Francamente, não nos interessa lá muito o que um editorialista angolano pensa oficialmente de Samakuva, ou como avalia o que Samakuva disse em Lisboa, não sendo difícil fazer a suposição do que Samakuva pensa do Jornal de Angola. Sendo Lisboa uma circunstância de lugar, tal como Luanda lugar de circunstância, que o Jornal de Angola critique Samakuva à vontade, as vezes que queira e como queira, nada temos com isso, nem nada teremos com a escolha de circunstâncias por Samakuva.

Mas há exercícios editoriais em que o Jornal de Angola se repete, que podem levar a perguntar a quem por lá escreve: que lição dá ou pode dar Luanda?

Desta última vez, a matéria de lição foi precisamente a da corrupção. Ligeira passagem, é certo, ligeira até pelas regras da cartilha do terrorismo opinativo, mas passagem de lição.

Diz-se nesse editorial que Samakuva «ao ir a Portugal abrir uma campanha política e falar de corrupção, escolheu mal o sítio. É o próprio Presidente da República Portuguesa a reconhecer que a corrupção é hoje um dos mais graves problemas que Portugal enfrenta». Ou seja: Portugal é um sítio de corrupção, pelo que, quem queira falar deste tema deverá escolher outro sítio, não se sabendo até se foi possível a Cavaco Silva, para se pronunciar sobre a matéria, descobrir uma pequena clareira de transparência nesse sítio tão mal escolhido, clareira essa tão pequena que mais ninguém lá caberá, muito menos um angolano seja ele qual for, seja Samakuva, seja José Ribeiro, o director do Jornal de Angola, ou quem sabe, o próprio presidente angolano, Eduardo dos Santos.
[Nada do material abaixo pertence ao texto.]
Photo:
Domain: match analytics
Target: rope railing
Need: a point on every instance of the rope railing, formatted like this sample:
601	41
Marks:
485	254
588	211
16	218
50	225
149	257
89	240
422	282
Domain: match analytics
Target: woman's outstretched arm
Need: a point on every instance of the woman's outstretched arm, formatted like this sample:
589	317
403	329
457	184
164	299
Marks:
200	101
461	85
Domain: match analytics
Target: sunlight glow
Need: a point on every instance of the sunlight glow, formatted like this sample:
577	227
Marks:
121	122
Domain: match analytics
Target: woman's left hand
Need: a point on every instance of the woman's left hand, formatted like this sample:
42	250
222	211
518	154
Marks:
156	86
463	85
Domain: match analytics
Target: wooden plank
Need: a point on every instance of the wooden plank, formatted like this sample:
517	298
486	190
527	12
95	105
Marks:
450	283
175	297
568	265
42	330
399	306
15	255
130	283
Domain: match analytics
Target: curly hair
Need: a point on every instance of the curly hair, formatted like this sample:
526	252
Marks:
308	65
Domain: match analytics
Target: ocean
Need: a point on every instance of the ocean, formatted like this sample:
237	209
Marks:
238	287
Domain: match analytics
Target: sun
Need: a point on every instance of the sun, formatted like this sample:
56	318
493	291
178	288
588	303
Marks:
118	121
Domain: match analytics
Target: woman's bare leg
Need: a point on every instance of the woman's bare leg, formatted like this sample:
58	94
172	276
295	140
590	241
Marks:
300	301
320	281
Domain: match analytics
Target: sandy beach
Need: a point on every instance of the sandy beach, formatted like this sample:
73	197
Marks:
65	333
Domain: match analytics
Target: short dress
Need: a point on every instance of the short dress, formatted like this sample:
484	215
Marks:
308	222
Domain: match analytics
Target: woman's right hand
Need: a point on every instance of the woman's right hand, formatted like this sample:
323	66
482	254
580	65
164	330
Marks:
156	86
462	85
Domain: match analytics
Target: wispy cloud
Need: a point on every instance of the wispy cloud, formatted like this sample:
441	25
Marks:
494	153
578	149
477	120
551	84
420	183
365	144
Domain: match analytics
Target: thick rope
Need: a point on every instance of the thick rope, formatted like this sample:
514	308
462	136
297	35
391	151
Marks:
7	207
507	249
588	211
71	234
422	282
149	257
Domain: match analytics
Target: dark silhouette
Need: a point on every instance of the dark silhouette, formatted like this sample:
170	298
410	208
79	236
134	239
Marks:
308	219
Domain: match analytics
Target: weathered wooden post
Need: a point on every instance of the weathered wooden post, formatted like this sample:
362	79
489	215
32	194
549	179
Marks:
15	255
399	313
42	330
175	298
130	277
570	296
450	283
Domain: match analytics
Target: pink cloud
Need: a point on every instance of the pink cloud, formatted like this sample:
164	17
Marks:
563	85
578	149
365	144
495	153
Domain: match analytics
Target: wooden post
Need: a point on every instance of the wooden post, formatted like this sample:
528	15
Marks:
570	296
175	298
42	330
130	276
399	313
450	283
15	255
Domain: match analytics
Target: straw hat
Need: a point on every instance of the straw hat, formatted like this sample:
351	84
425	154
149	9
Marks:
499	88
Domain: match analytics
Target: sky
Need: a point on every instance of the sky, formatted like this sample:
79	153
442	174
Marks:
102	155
Tal raciocínio não valeria cinco segundos de consideração, se por hipótese, ontem, hoje ou amanhã que ainda vai a horas, um editorial do Jornal de Angola desse relevo ao quadro legal que Portugal acaba de pôr em vigor, interrogando-se esse jornal para angolanos e entre angolanos, se à semelhança do errado sítio português, coisas como estas:

- Angola terá já definido internamente um regime de responsabilidade penal para os crimes de corrupção cometidos no comércio internacional e na actividade privada? Define?

- Angola terá configurado como crime, a corrupção activa com prejuízo do comércio internacional? Configura?

- Disporá Angola também de lei que vá a direito contra a corrupção passiva no sector privado, e contra o branqueamento e a criminalidade económico-financeira? Dispõe?

- E, acima de tudo, que mecanismos internos Angola terá introduzido para aplicação da Convenção das Nações Unidas contra a Corrupção que ratificou em Agosto de 2006, antecipando-se nisso em um ano - concede-se - relativamente ao sítio errado? Poderá Angola, nesta matéria, dizer que é o sítio certo? Que, sendo um país em situação de pós-conflito prolongado, já pode cantar de galo quanto ao reforço do associativismo de advogados, e quanto a que a justiça não esteja ainda numa etapa inicial para a generalidade dos cidadãos? Que já não evidencia uma grave falta de recursos, de agentes legais e judiciais capacitados, com o governo a aceitar plenamente que a auto-regulação é parte do processo que alimenta a democracia e pré-requisito para a luta eficaz contra a corrupção?

Ora, José Ribeiro, é de escrever sobre isso, no sítio certo. E, já agora, explicando porque é que Angola ocupa um dos últimos lugares no ranking mundial da percepção da luta contra a corrupção, o 142º lugar em 163 países analisados pela Transparency International, onde o sítio errado, apesar de tudo, está em 26º.